Speaker: Feng-Ching Tsai

Title: ASYMMETRIC BRANCHED ACTIN ASSEMBLY DRIVEN BY N-WASP AROUND A MEMBRANE NECK LEADS TO NECK BREAKAGE

Simli Dey¹; Ann-Sophie Mace¹; Aurelie Bertin^1,2; John Manzi¹; Patricia Bassereau¹; Christophe Le Clainche ²Julien Berro³; Julien Heuvingh⁴; Feng-Ching Tsai¹

¹Curie Institute, Physics of Cells and Cancer (PCC), PARIS, France;

²Université Paris-Saclay, Institute for Integrative Biology of the Cell (I2BC), Gif-sur-Yvette, France;

³Yale University, epartment of Molecular Biophysics & Biochemistry, Department of Cell Biology, New Haven, CT, USA;

⁴Université Paris Diderot, Laboratoire PMMH, Paris, France

Abstract: Actin assembly plays a critical role in various membrane remodelling processes, including intracellular trafficking. In this process, the membranes often form vesicular buds connected to the plasma membrane by saddle-shaped necks. However, the molecular mechanisms regulating actin assembly at these membrane necks remain elusive. Moreover, it is still unclear how this dense actin network produces force to facilitate membrane fission at the necks. To address this fundamental question, in this work, we developed a reconstituted system featuring saddle-shaped membrane necks, generated from wrapping the lipid bilayers around beads grafted onto a glass substrate. The formation of these curved membrane necks at the base of the beads was confirmed by the enrichment of the curvature sensing BAR protein SNX9. Our results show that upon introducing actin nucleation-promoting factor N-WASP, together with Arp2/3 complex and actin monomers, branched actin network assembles asymmetrically around the membrane necks. This asymmetric actin assembly exert force on the necks, leading to their displacement, as evidenced by the lateral and vertical displacement of the beads. This suggests that the neck structure was disrupted. In contrast, when using a truncated formed of N-WASP (pWA), which still activates Arp2/3, the actin network grows symmetrically around the necks while no bead displacement was observed.
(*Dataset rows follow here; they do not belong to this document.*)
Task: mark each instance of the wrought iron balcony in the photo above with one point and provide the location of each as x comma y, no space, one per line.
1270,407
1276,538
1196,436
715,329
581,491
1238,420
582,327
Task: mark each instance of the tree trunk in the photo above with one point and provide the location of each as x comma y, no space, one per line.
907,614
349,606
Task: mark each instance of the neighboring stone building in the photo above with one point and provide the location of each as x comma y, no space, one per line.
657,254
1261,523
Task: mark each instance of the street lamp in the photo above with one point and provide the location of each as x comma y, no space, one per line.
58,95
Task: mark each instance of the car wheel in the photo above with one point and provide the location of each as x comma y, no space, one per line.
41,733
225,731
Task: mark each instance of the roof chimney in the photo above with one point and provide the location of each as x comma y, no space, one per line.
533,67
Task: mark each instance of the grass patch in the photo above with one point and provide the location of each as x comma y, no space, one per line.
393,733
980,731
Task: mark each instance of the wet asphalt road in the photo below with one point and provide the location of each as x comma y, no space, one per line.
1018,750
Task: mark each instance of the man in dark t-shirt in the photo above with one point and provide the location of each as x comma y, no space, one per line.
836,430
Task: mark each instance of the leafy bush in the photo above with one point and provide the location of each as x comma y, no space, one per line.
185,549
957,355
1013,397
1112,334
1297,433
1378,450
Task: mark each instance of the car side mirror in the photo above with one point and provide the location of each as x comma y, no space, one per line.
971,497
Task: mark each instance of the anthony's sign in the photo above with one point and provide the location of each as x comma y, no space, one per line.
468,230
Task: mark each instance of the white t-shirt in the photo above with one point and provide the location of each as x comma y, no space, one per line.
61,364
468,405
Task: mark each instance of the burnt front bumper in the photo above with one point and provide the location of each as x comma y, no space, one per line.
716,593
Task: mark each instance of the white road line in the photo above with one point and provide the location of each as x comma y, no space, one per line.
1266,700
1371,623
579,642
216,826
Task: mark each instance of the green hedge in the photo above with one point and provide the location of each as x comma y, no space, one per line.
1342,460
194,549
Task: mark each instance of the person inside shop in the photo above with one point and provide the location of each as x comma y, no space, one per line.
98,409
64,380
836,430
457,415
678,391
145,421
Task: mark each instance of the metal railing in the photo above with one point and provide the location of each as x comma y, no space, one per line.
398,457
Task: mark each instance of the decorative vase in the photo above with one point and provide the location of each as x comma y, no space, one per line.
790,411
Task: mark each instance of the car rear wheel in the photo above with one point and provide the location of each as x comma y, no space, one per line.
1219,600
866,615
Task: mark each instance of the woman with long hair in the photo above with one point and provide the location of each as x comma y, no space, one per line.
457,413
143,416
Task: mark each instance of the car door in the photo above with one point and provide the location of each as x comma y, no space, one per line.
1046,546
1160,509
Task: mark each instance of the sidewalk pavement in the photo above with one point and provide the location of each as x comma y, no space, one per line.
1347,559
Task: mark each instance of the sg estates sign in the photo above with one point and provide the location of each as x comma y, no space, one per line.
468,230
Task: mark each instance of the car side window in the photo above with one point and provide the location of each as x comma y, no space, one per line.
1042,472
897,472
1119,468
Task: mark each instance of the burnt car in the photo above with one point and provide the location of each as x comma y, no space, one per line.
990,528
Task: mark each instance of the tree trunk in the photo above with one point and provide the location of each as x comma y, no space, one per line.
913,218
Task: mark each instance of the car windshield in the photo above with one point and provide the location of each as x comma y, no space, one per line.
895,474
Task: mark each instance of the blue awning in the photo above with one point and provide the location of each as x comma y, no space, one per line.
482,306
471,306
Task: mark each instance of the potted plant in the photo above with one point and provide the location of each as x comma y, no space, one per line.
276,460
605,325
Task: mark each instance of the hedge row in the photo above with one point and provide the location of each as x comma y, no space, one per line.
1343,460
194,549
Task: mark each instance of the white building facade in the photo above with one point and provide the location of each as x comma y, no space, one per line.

These findings align with recent reports showing that in mammalian cells, actin assembly at stalled clathrin-mediated endocytosis sites is asymmetric, acting like a “bottle opener” to pull off endocytic buds. Together, our findings provide new insights into how actin nucleation-promoting factors spatially regulate actin assembly at complex membrane geometries, advancing our understanding of processes such as endocytosis.